CHICAGO - The Chicago Housing Authority and the city of Chicago are working on a plan to promote minority businesses in the inner city that would involve the issuance of $56 million of bonds, according to Vincent Lane, chairman of the authority.
Mr. Lane, who was speaking at the 22d annual Council of State Housing Agencies conference here, declined to give more details on the program or type of bonds, pending a formal announcement by the city that is expected in October. But he said the plan would be "very unique."
Felicia O. Flowers-Smith, a senior vice president of public finance at Kemper Securities Inc., the investment banking firm working on the project with public officials, said the city would issue the bonds.
She said repayment of the bonds would come from a "direct" funding source rather than tax revenues. The criteria outlining what the proceeds will fund are still being determined, she noted.
Mr. Lane said that, if necessary, the bonds would be supported by a pledge of the city's Community Development Block Grant funds over the next 20 years.
"Without any leverage at all we should be able to create 300 businesses, many of which will be retail businesses," Mr. Lane said, adding that the Chicago Housing Authority is working with the city's Department of Planning and members of the city's "major" religious communities on the project.
Noelle Gaffney, a spokeswoman for Mayor Richard Daley of Chicago, said yesterday the plan is in the "discussion phase" and that the city has not committed to the project.

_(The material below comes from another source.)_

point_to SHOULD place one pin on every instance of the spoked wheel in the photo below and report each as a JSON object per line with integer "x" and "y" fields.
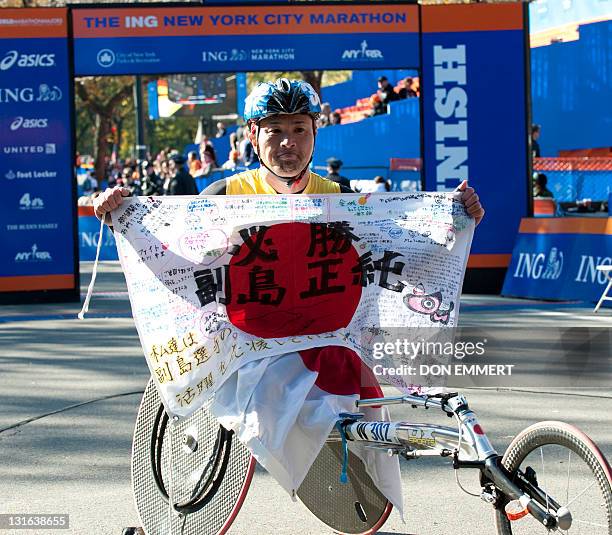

One public finance official speculated that the plan appears to involve enterprise zones, economically depressed areas in which tax incentives would be offered to start-up companies or to companies willing to relocate there.
Ms. Flowers-Smith declined to say whether the bonds would be tax-exempt. The federal government currently restricts the use of tax-exempt bonds for private purposes to a narrow spectrum of businesses.
Congress is currently considering three proposals that would include federally sponsored enterprise zones.
Mr. Lane, who has received accolades for his public housing initiatives in Chicago, said the purpose of state housing finance authorities is not only to create affordable housing, but to assist in the general improvement of inner-city communities.
"State housing finance agencies play a critical role in rebuilding the urban areas of this country by becoming a little more aggressive and a little more involved in city administration and their local housing authority," Mr. Lane said.
He cited an innovative program in Chicago that provides intensive schooling for inner-city children in four of the city's "toughest" areas.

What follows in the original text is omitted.